Error Handling

Error handling in the Pipeline SDK provides robust mechanisms to gracefully handle failures during step execution. Each step can be configured with an error handling strategy that determines how errors are processed and what happens to the pipeline state when failures occur.

By default, all steps use the Raise strategy, which re-raises exceptions with enhanced context information. This is the strictest approach and ensures that errors immediately stop pipeline execution with detailed error messages.

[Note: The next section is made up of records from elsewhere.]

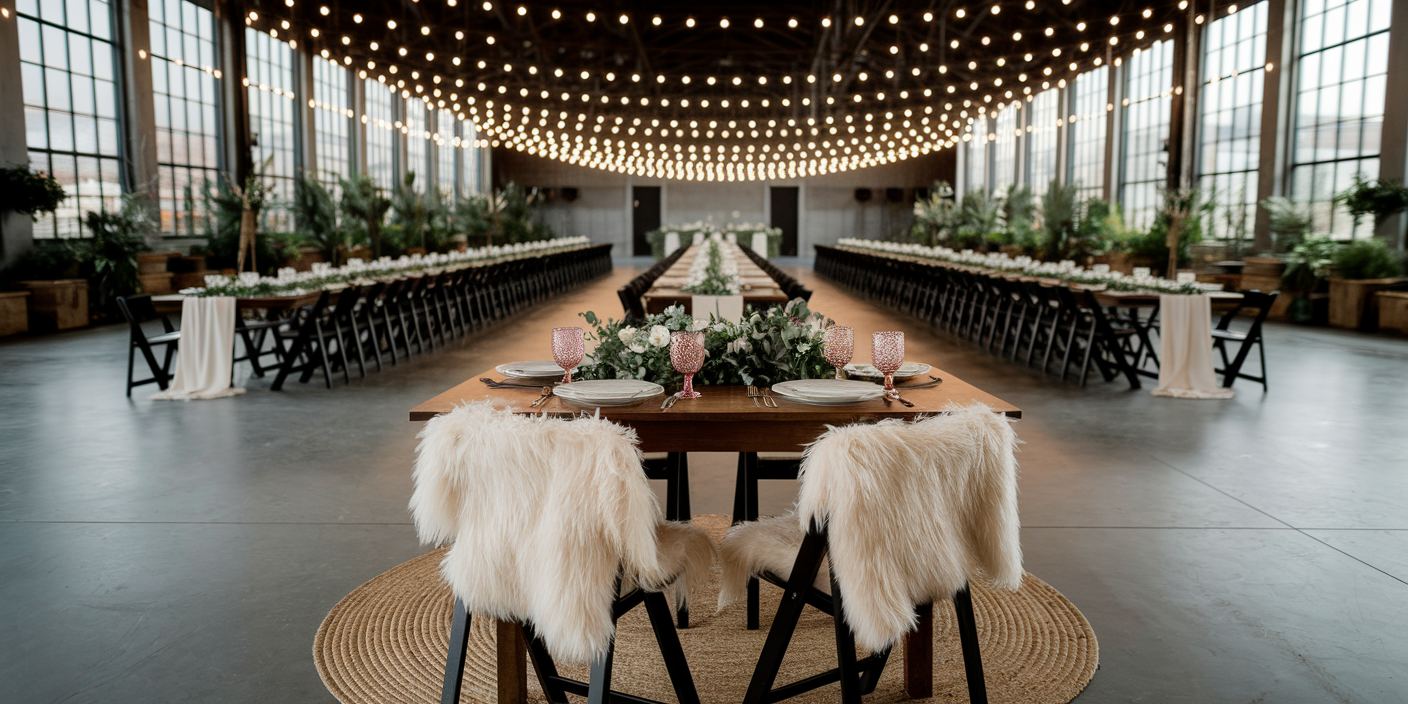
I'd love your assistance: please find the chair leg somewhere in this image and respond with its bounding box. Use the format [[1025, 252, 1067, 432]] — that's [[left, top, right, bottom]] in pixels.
[[645, 593, 700, 704], [953, 587, 987, 704], [587, 639, 615, 704], [743, 525, 826, 704], [520, 624, 567, 704], [831, 570, 860, 704], [441, 598, 470, 704]]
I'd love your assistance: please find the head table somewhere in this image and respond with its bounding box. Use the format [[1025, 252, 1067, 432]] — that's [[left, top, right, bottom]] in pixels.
[[410, 369, 1022, 704]]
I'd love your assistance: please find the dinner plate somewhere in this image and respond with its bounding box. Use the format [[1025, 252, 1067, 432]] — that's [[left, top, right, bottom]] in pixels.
[[843, 362, 934, 379], [553, 379, 665, 406], [494, 359, 567, 379], [773, 379, 884, 406]]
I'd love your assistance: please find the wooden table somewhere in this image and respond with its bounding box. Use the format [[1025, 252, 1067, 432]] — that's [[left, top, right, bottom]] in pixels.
[[641, 242, 787, 313], [410, 369, 1022, 704]]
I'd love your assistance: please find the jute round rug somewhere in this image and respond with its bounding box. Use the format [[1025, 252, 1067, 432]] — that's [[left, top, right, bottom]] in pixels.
[[313, 515, 1100, 704]]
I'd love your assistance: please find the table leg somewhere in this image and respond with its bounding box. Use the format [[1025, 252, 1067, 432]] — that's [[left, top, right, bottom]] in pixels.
[[497, 621, 528, 704], [904, 604, 934, 700]]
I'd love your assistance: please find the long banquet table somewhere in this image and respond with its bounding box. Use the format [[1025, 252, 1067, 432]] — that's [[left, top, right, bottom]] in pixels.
[[641, 242, 787, 313], [410, 369, 1022, 704]]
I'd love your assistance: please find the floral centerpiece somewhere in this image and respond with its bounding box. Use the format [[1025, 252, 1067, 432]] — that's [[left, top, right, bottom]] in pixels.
[[180, 237, 591, 298], [836, 238, 1222, 296], [579, 298, 835, 384], [680, 238, 742, 296]]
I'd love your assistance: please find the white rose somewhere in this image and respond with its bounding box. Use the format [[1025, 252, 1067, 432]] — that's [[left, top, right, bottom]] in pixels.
[[650, 325, 670, 348]]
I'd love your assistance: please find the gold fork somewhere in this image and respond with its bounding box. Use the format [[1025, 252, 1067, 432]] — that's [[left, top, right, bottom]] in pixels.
[[748, 386, 763, 408], [762, 386, 779, 408]]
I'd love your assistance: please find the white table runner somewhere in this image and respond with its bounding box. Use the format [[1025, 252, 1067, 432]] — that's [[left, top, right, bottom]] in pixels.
[[152, 296, 245, 401], [1153, 294, 1232, 398]]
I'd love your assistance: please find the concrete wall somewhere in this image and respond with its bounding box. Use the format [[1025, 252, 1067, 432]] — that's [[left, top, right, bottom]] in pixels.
[[493, 149, 956, 256]]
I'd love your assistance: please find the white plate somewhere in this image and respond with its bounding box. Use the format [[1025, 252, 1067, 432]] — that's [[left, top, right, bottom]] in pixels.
[[494, 359, 567, 379], [773, 379, 884, 406], [553, 379, 665, 406], [843, 362, 934, 379]]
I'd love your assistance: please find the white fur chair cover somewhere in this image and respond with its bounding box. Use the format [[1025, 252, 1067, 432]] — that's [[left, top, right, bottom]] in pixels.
[[411, 403, 714, 662], [719, 404, 1024, 652]]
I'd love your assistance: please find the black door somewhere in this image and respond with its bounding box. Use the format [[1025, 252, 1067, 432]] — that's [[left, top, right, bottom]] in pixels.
[[631, 186, 660, 256], [772, 186, 797, 256]]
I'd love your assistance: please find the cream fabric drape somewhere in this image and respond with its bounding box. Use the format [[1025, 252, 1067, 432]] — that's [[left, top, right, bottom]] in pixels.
[[1153, 294, 1232, 398], [752, 232, 767, 258], [152, 296, 245, 401]]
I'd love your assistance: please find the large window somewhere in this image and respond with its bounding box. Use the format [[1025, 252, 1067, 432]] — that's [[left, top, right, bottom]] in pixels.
[[1198, 3, 1267, 241], [406, 99, 431, 193], [245, 30, 297, 231], [967, 113, 988, 193], [1069, 66, 1110, 200], [434, 110, 455, 199], [1291, 0, 1393, 237], [149, 0, 220, 237], [313, 56, 352, 191], [993, 103, 1017, 193], [1119, 39, 1173, 228], [1026, 89, 1060, 194], [17, 0, 122, 238], [362, 79, 404, 190]]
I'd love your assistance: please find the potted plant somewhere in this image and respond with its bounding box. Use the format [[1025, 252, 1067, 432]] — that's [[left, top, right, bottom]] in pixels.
[[0, 165, 87, 331], [1329, 238, 1402, 331], [1335, 173, 1408, 232], [1273, 235, 1339, 322]]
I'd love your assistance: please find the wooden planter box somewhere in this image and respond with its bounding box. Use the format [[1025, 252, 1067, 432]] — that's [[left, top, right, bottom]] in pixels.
[[1329, 279, 1405, 331], [0, 291, 30, 338], [1374, 291, 1408, 334], [137, 252, 180, 275], [137, 268, 176, 296], [14, 279, 89, 331], [1091, 252, 1135, 276]]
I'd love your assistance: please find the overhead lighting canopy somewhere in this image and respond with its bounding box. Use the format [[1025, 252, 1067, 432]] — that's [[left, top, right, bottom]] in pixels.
[[244, 0, 1188, 180]]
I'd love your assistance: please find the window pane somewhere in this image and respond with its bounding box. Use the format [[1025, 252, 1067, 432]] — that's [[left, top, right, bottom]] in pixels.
[[1289, 0, 1391, 238]]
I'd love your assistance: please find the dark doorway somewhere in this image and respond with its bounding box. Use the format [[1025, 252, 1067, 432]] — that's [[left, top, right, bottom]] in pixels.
[[772, 186, 797, 256], [631, 186, 660, 256]]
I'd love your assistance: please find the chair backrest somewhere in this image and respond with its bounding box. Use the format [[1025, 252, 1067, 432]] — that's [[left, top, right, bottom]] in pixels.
[[797, 404, 1024, 650], [1217, 290, 1281, 331], [410, 403, 698, 662], [117, 294, 176, 338]]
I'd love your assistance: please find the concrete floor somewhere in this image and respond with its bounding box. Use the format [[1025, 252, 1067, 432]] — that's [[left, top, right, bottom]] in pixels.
[[0, 268, 1408, 703]]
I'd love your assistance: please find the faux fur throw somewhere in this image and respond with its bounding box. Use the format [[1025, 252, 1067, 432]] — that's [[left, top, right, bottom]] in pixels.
[[719, 404, 1022, 650], [411, 403, 714, 662]]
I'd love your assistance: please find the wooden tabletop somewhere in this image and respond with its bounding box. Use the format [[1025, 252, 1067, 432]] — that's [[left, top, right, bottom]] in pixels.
[[410, 369, 1022, 452], [641, 242, 787, 313]]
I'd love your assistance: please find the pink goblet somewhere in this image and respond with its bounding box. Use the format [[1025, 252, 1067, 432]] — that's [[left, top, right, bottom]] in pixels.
[[870, 331, 904, 396], [552, 328, 586, 384], [821, 325, 856, 379], [670, 331, 704, 398]]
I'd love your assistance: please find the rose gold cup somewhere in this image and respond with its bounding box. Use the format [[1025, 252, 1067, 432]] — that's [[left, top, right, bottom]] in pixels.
[[870, 331, 904, 396], [670, 331, 704, 398], [821, 325, 856, 379], [552, 328, 586, 384]]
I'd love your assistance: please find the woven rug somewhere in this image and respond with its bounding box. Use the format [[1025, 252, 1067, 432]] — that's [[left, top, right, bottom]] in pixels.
[[313, 515, 1100, 704]]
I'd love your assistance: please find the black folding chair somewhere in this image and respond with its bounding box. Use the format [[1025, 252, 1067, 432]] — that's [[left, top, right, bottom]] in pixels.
[[743, 522, 987, 704], [117, 296, 180, 397], [1212, 291, 1281, 393]]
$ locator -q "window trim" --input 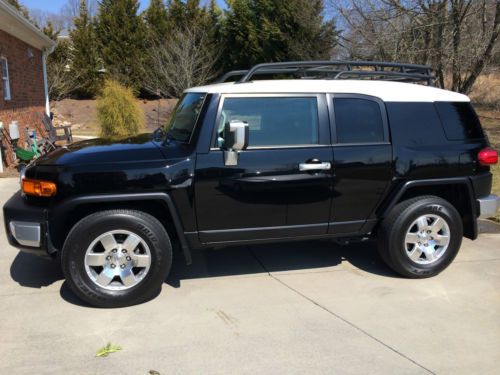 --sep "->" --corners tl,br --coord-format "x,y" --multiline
0,56 -> 12,101
326,93 -> 391,147
210,93 -> 331,151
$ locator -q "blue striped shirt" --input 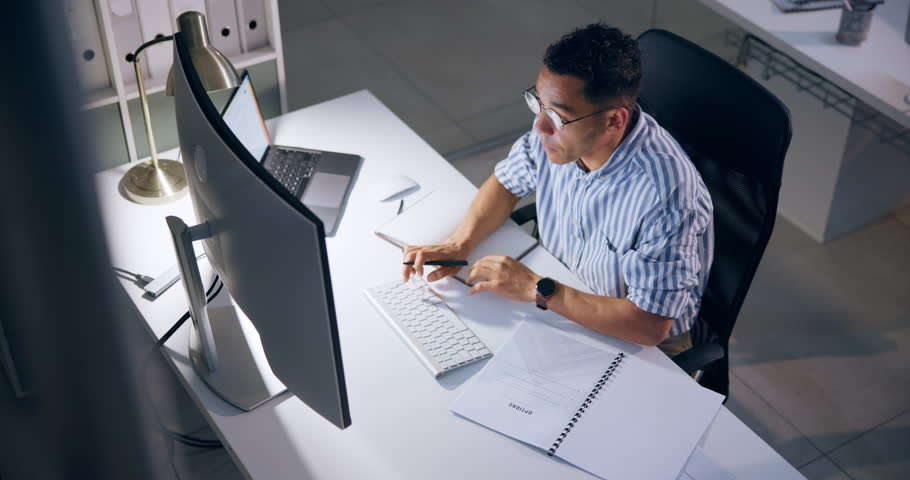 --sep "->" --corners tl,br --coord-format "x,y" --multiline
495,112 -> 714,336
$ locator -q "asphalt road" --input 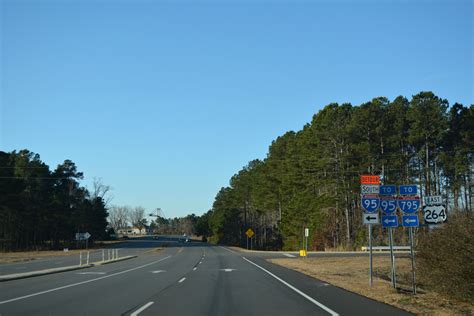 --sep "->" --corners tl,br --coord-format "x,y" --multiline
0,240 -> 412,316
0,236 -> 177,276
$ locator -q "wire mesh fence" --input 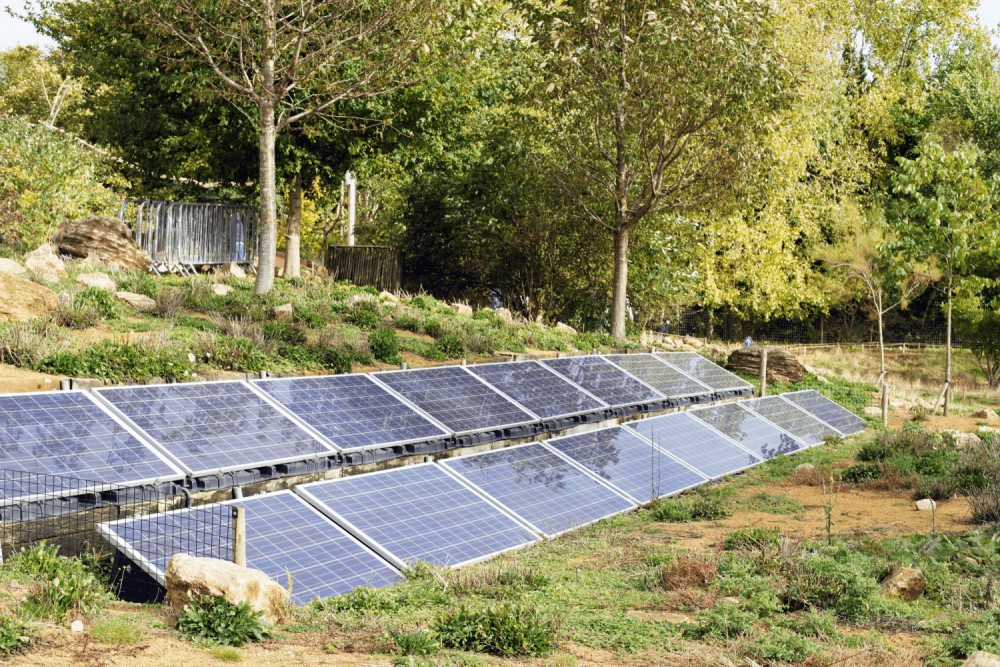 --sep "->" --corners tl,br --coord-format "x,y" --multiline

from gllm_pipeline.steps._func import transform
from gllm_pipeline.steps.step_error_handler import RaiseStepErrorHandler

def may_fail(data: dict) -> str:
    if not data.get("valid"):
        raise ValueError("Invalid input")
    return data["text"].upper()

# By default, errors will be raised with context
step = transform(
    may_fail,
    input_map=["text", "valid"],
    output_state="result",
    # error_handler=RaiseStepErrorHandler()  # 👈 This is the default
)

When an error occurs, you'll get enhanced error messages like:

Error in Transform 'Transform_may_fail__abc123' during execution. 
Error type: ValueError. Original error: Invalid input

This default behavior is suitable for most production use cases where you want to catch and handle errors explicitly rather than silently continuing with potentially corrupted state.

Error Handling Strategies

The SDK provides four built-in error handling strategies, each designed for different use cases.

Raise (Default)

Re-raises the exception with enhanced context. The pipeline stops immediately and the error is propagated to the caller.

When to use:

Production pipelines where data integrity is critical
When you want to catch and handle errors explicitly in your application code
When you need detailed error information for debugging

Example:

from gllm_pipeline.steps.step_error_handler import RaiseStepErrorHandler
from gllm_pipeline.steps._func import transform

def strict_operation(data: dict) -> str:
    result = data["value"] / data["divisor"]  # May raise ZeroDivisionError
    return str(result)

step = transform(
    strict_operation,
    input_map=["value", "divisor"],
    output_state="result",
    error_handler=RaiseStepErrorHandler(),  # Explicitly set (though this is default)
)

Keep

Preserves the current state without modification when an error occurs. The step is skipped and the pipeline continues with the next step.

When to use:

When a step is optional and failures can be safely ignored
When you want to continue processing even if some steps fail
For non-critical enrichment steps

Example:

from gllm_pipeline.steps.step_error_handler import KeepStepErrorHandler
from gllm_pipeline.steps._func import transform

def optional_enhancement(data: dict) -> str:
    # This might fail, but it's okay - we can continue without it
    return external_api_call(data["text"])

step = transform(
    optional_enhancement,
    input_map=["text"],
    output_state="enhanced_text",
    error_handler=KeepStepErrorHandler(),  # Continue on error
)

Empty

Sets the output state(s) to None when an error occurs, then continues execution.

When to use:

When you want to explicitly mark that a step failed while continuing
When downstream steps can handle None values gracefully
For conditional processing based on whether a step succeeded

Example:

from gllm_pipeline.steps.step_error_handler import EmptyStepErrorHandler
from gllm_pipeline.steps._func import transform

def risky_extraction(data: dict) -> str:
    # Extract data from unreliable source
    return parse_complex_format(data["raw_data"])

step = transform(
    risky_extraction,
    input_map=["raw_data"],
    output_state="extracted_data",
    error_handler=EmptyStepErrorHandler(output_state="extracted_data"),
)

# Later step can check if extraction succeeded
def process_if_available(data: dict) -> str:
    if data["extracted_data"] is None:
        return "Extraction failed, using fallback"
    return f"Processed: {data['extracted_data']}"

Fallback

Executes a custom fallback function when an error occurs. This is the most flexible approach, allowing you to define custom recovery logic.

When to use:

When you have a specific fallback behavior for failures
When you want to log errors and provide default values
For graceful degradation with alternative processing

Example:

from gllm_pipeline.steps.step_error_handler import FallbackStepErrorHandler
from gllm_pipeline.steps._func import transform

def primary_processor(data: dict) -> str:
    # Try to use advanced processing
    return advanced_llm_call(data["query"])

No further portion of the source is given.